Many queer folks have experienced trauma as a result of their identities and have to process many layers of emotion and grief, so I asked them to turn to the topic of climate grief and eco anxiety. 

Climate grief is grief and sadness that is experienced as a result of the changing climate, fear for the future, and loss associated with the climate crisis. I also asked them to delve into how their climate grief might or might not be connected to their queer identity.

“A lot of my anxiety stems from my queer identity and the trauma of trying to identify myself at such a young age. So I feel like my climate anxiety is very similar in that way that it’s connected to my age as well and a very specific facet of my anxiety”, Julia explains. 

It is a unique experience to be a young person growing up in a society riddled with existential angst. For a different experience, I turned to Nina Newington.  

Nina Newington and Extinction Rebellion Annapolis County

Nina Newington. Contributed.

Nina grew up in Britain in the 1970s and is a member of Extinction Rebellion Annapolis County. She took part in the logging blockade against the clearcutting of lands in Digby County that will destroy habitat of the threatened mainland moose. Nina is also a well known writer of fiction and brings her creativity and eyes for story to her work as an activist.

Nature has always been a part of Nina’s life and often provided her with joy and strength to get through hard times, Nina tells me.

“The thing that had been feeding me my whole life, that connection with nature, which had been a source of joy had also become a source of grief. At some point, I had this moment where I looked up and said, okay I’ll do what I can,” Nina explains.

“Grief, and a sense of responsibility to know that I’m a part of the developed world which has built itself up on using more than its fair share of resources, and a really fundamental feeling of wrongness, that we need to change course for all future generations and for all of nature.
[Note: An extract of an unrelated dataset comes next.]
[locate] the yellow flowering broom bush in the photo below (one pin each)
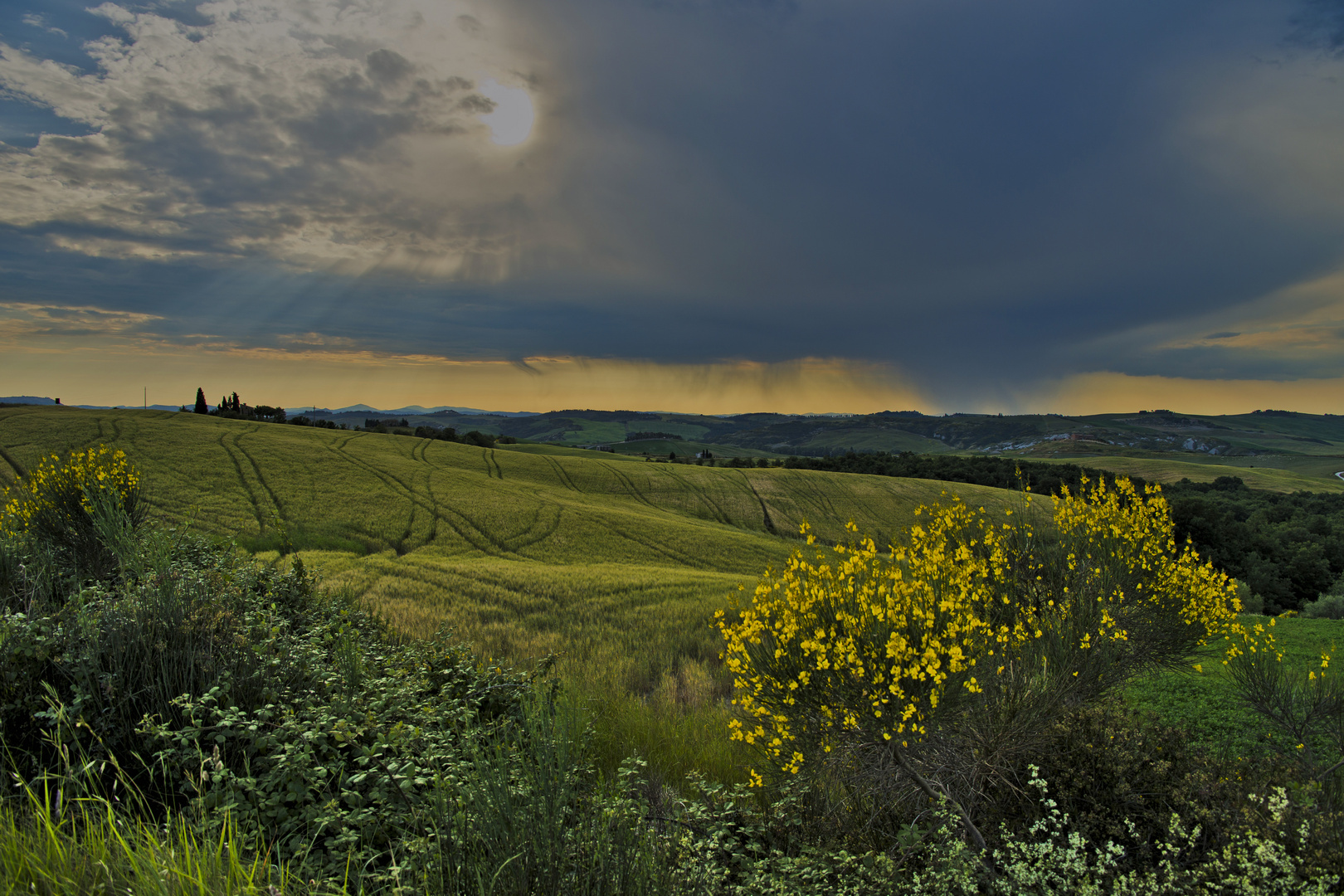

I’ve always felt more connected to the natural world than necessarily other human beings.” 

She was drawn to Extinction Rebellion because of its focus on direct action and creativity, and also found it to have very clear demands and to be very queer-friendly. As a writer and a queer person she finds that creativity is a crucial element in any movement. Extinction Rebellion seems to have an openness to play, art, and inventiveness which intertwines with queerness in many ways.

Nina’s queerness and artist’s point of view drew her to Extinction Rebellion, but much earlier it also made her connect deeply with nature. As a teenager who was expelled from school and very isolated due to in large part her queer identity, she found solace in nature. 

“Feeling so completely alone as a gay teenager in Midlands, England in 1973 also pushed me to be more aware of that profound connection with nature, that saved me then and has saved me through my life,” Nina says.

Nina finds the environmental movement very accepting of her identity, but that hasn’t always been the case. During the first wave of the movement in the 1970s that was much less the case, she says. 

To succeed movements need to also be communities of mutual care and solidarity, she says.

Mutual care and compassion build the symbiotic relationships between activists in this movement and strengthen our forces.